Automate the Process of Saving
“The simplest method to conserve money is to keep it out of your sight and mind,” Garcia said. “Direct deposit is offered by the majority of employers, and some even allow deposits to be made to more than one account. Your company or bank can automatically deposit the amount you choose into a separate account for your emergency fund.”
With Milli Bank, you can generate a direct deposit form to give to your employer, allowing you to set aside money from your paycheck directly into your high yield savings account.

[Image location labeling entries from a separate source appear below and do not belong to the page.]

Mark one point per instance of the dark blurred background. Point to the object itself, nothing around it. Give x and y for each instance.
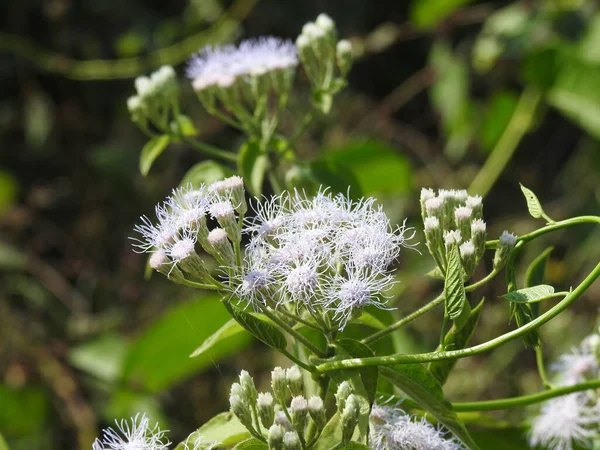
(479, 95)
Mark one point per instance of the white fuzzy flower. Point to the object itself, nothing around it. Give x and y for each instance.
(222, 66)
(566, 422)
(135, 434)
(393, 429)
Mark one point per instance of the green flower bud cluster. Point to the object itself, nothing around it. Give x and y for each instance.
(283, 417)
(155, 98)
(325, 59)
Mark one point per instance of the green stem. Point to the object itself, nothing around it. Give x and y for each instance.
(404, 321)
(309, 345)
(500, 156)
(470, 351)
(524, 400)
(209, 149)
(549, 228)
(539, 359)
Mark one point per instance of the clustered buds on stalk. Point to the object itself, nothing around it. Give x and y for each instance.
(284, 417)
(452, 217)
(155, 99)
(571, 421)
(182, 228)
(321, 53)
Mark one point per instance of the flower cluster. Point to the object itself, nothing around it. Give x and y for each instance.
(155, 97)
(138, 434)
(320, 53)
(393, 429)
(327, 252)
(570, 421)
(285, 414)
(240, 80)
(183, 223)
(453, 217)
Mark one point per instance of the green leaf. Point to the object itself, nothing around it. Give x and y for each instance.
(530, 295)
(263, 331)
(185, 124)
(251, 444)
(457, 306)
(498, 113)
(231, 328)
(329, 172)
(159, 357)
(3, 444)
(455, 340)
(370, 320)
(378, 167)
(576, 93)
(450, 96)
(355, 446)
(102, 358)
(533, 204)
(152, 150)
(418, 383)
(429, 13)
(223, 428)
(252, 164)
(11, 258)
(536, 270)
(206, 172)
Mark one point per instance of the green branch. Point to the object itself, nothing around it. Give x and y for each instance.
(475, 350)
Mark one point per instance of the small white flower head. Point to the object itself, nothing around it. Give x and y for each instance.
(507, 239)
(478, 227)
(136, 434)
(433, 206)
(196, 442)
(474, 202)
(463, 213)
(222, 66)
(452, 237)
(431, 223)
(565, 423)
(393, 429)
(467, 249)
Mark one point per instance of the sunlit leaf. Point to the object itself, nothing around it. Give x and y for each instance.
(152, 150)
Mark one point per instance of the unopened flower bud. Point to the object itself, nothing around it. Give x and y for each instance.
(299, 413)
(316, 409)
(221, 247)
(248, 386)
(475, 202)
(294, 380)
(426, 194)
(160, 262)
(225, 215)
(279, 384)
(282, 420)
(506, 243)
(451, 238)
(478, 236)
(241, 409)
(275, 438)
(343, 55)
(433, 233)
(462, 219)
(291, 441)
(266, 409)
(469, 257)
(344, 390)
(349, 417)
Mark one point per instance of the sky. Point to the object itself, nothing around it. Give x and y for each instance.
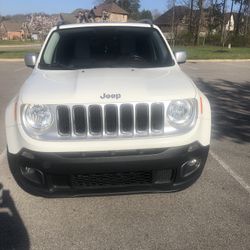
(10, 7)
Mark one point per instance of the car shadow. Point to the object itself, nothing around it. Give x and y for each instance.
(13, 234)
(230, 104)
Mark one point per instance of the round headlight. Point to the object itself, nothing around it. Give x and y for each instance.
(180, 113)
(38, 117)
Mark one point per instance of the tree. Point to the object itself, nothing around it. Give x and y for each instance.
(156, 13)
(146, 14)
(132, 7)
(199, 21)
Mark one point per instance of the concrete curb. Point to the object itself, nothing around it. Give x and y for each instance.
(191, 61)
(220, 60)
(38, 45)
(11, 60)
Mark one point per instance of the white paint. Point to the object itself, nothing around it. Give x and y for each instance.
(230, 171)
(20, 69)
(3, 155)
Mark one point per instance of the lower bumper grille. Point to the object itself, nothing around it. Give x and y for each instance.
(111, 179)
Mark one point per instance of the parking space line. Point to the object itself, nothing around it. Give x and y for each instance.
(3, 155)
(20, 69)
(230, 171)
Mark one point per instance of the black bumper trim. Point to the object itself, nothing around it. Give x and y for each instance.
(64, 165)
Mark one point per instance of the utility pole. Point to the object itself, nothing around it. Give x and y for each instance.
(173, 21)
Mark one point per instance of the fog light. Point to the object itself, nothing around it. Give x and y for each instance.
(34, 175)
(190, 167)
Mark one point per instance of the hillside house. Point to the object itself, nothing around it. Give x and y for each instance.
(11, 30)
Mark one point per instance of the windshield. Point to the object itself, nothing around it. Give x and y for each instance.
(103, 47)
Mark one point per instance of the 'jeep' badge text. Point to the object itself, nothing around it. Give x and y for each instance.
(111, 96)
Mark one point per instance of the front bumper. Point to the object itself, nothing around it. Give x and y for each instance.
(112, 172)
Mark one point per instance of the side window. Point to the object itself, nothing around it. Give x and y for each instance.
(50, 49)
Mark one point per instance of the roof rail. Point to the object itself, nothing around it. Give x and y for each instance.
(59, 23)
(148, 21)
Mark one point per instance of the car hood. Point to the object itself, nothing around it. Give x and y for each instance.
(116, 85)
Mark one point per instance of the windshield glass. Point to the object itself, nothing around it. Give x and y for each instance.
(103, 47)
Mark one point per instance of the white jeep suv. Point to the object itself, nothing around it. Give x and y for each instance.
(107, 110)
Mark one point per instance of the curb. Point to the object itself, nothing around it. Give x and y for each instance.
(190, 61)
(219, 60)
(11, 60)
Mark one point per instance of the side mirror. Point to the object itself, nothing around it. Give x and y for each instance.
(30, 59)
(180, 56)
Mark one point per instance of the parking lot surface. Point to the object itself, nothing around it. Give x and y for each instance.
(212, 214)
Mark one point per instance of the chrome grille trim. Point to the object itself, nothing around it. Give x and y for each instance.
(166, 128)
(119, 132)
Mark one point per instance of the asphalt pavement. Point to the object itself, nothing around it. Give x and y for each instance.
(214, 213)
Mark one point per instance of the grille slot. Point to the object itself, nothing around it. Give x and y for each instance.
(127, 120)
(142, 117)
(95, 119)
(111, 119)
(114, 120)
(111, 179)
(157, 116)
(80, 120)
(63, 114)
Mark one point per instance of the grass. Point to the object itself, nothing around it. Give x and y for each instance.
(213, 52)
(18, 42)
(14, 54)
(199, 52)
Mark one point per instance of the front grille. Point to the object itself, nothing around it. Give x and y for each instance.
(140, 119)
(111, 179)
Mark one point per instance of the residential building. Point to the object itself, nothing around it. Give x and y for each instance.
(11, 30)
(109, 12)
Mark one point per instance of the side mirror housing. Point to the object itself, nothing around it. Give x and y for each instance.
(30, 59)
(180, 56)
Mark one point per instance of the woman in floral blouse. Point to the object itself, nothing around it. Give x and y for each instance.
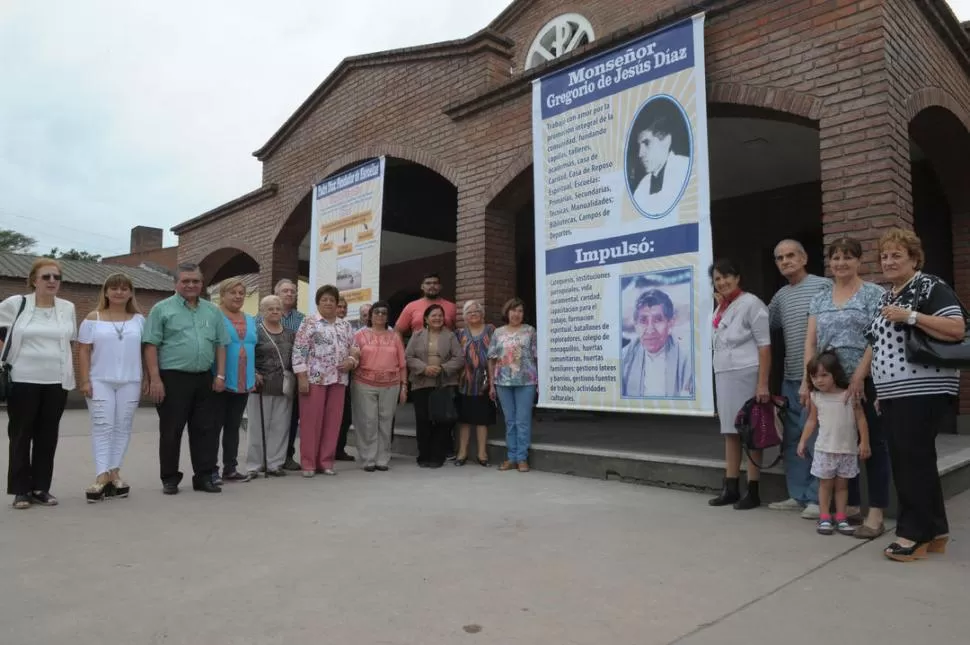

Don’t Increase Your Monthly Expenditures or Get a New Credit Card
“Don’t allow yourself to be lulled into a false feeling of security about your financial situation once you’ve established automated savings,” Garcia said. “In the example of giving up a new pair of shoes every month only to replace it a few months later, you’re not saving at all.”
Tap Into the Gig Economy
If you’re living paycheck to paycheck and saving from your paycheck just isn’t going to happen, consider nabbing a side hustle — the market for those jobs is hot right now.
“For those who can, this is a time to take advantage of the high hourly rates many businesses are offering for part-time positions,” said Sean Fox, president of Freedom Debt Relief and chief revenue officer of its parent company, Freedom Financial Network. “Working extra hours at a retail store or even your own workplace may not be exciting, but it’s a great way to generate extra income and get that fund built up.”
Don’t Save Too Much — Invest the Rest!
“Your money is probably sitting in a low-yielding savings account, which means it’s earning virtually nothing,” Garcia said. “Once you’ve achieved your final aim, you should stop making contributions to that account. Your retirement funds are a good place to start because they’ll be able to bear the most fruit over time if you’re patient.”